Reputation: 639
I am using pandas version 0.16.2. I want to extract Year and Month of the date columns.
I read the data
df = pd.read_csv(raw_data.csv,
parse_dates=['EOM_DEFAULT_DATE','RESOLUTION_DATE'], low_memory=False)
'EOM_DEFAULT_DATE' looks like:
0 31-JAN-07 12.00.00.000000000 AM
1 31-JAN-07 12.00.00.000000000 AM
Name: EOM_DEFAULT_DATE, dtype: object
'RESOLUTION DATE' looks like:
0 2008-03-31
1 2008-03-31
Name: RESOLUTION_DATE, dtype: datetime64[ns]
Specifically, I want to extract Year this way, but get this error:
df['YEAR']=pd.DatetimeIndex(df['RESOLUTION_DATE']).year
---
A value is trying to be set on a copy of a slice from a DataFrame.
Try using .loc[row_indexer,col_indexer] = value instead
Also, I get an error when trying to extract month:
df['MNTH']=pd.DatetimeIndex(df['EOM_DEFAULT_DATE']).month
---
File "<ipython-input-61-d7aec9a17a8f>", line 1, in <module>
File "C:\Continuum\Anaconda\lib\site-packages\pandas\util\decorators.py", line 88, in wrapper
return func(*args, **kwargs)
File "C:\Continuum\Anaconda\lib\site-packages\pandas\tseries\index.py", line 292, in __new__
yearfirst=yearfirst)
File "C:\Continuum\Anaconda\lib\site-packages\pandas\tseries\index.py", line 1936, in _str_to_dt_array
data = _algos.arrmap_object(arr, parser)
File "pandas\src\generated.pyx", line 2295, in pandas.algos.arrmap_object (pandas\algos.c:77984)
File "C:\Continuum\Anaconda\lib\site-packages\pandas\tseries\index.py", line 1932, in parser
yearfirst=yearfirst)
File "C:\Continuum\Anaconda\lib\site-packages\pandas\tseries\tools.py", line 494, in parse_time_string
raise DateParseError(e)
DateParseError: unknown string format
Using this exact code, I know others can run the code fine, and extract year and month.

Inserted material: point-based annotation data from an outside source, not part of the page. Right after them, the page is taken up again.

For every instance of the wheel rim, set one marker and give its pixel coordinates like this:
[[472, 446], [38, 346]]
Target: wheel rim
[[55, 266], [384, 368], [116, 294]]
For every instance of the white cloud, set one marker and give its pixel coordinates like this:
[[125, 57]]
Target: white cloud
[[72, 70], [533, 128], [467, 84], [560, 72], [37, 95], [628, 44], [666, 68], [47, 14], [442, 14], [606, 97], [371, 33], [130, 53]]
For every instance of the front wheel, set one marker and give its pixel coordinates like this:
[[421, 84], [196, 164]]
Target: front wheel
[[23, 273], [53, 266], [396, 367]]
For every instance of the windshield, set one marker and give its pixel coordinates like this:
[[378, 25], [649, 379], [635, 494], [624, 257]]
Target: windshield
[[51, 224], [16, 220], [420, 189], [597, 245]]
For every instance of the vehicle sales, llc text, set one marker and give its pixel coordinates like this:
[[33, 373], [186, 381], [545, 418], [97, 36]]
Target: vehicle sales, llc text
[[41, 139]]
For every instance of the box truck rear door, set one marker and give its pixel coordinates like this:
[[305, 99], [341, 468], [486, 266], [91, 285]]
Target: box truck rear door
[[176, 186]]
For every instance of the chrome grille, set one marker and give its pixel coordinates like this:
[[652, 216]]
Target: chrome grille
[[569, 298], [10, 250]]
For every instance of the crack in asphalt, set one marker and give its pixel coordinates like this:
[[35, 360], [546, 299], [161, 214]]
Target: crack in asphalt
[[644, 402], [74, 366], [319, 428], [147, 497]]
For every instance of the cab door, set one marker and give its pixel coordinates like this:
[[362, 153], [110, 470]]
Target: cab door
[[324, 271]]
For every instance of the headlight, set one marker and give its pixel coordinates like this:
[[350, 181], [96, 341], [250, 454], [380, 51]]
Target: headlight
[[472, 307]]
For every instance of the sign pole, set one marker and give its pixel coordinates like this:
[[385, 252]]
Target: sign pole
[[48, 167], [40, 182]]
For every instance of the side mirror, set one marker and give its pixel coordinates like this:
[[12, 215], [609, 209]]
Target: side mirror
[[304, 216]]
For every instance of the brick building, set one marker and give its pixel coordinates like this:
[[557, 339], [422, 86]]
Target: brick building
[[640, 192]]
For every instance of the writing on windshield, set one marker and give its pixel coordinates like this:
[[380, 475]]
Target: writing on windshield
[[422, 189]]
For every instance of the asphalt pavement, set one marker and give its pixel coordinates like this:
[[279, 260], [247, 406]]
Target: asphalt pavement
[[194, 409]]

What am I missing?
Upvotes: 2
Views: 955
Reputation: 24742
You can use a .dt
accessor to get the year and month on a pd.Series
whose values are datetime64
.
df['YEAR'] = df['RESOLUTION_DATE'].dt.year
To parse the date, you need to supply your datetime format.
dt_str = '31-JAN-07 12.00.00.000000000 AM'
fmt = '%d-%b-%y %H.%M.%S.%f %p'
pd.to_datetime(dt_str, format=fmt)
#output: Timestamp('2007-01-31 12:00:00')
Maybe try not parsing the date when reading csv because you have two date columns and they have different formats. Just read-in the raw string. and then convert string to datetime object in pandas.
df['EOM_DEFAULT_DATE'] = pd.to_datetime(df['EOM_DEFAULT_DATE'], format='%d-%b-%y %H.%M.%S.%f %p')
df['RESOLUTION_DATE'] = pd.to_datetime(df['RESOLUTION_DATE'])
Upvotes: 2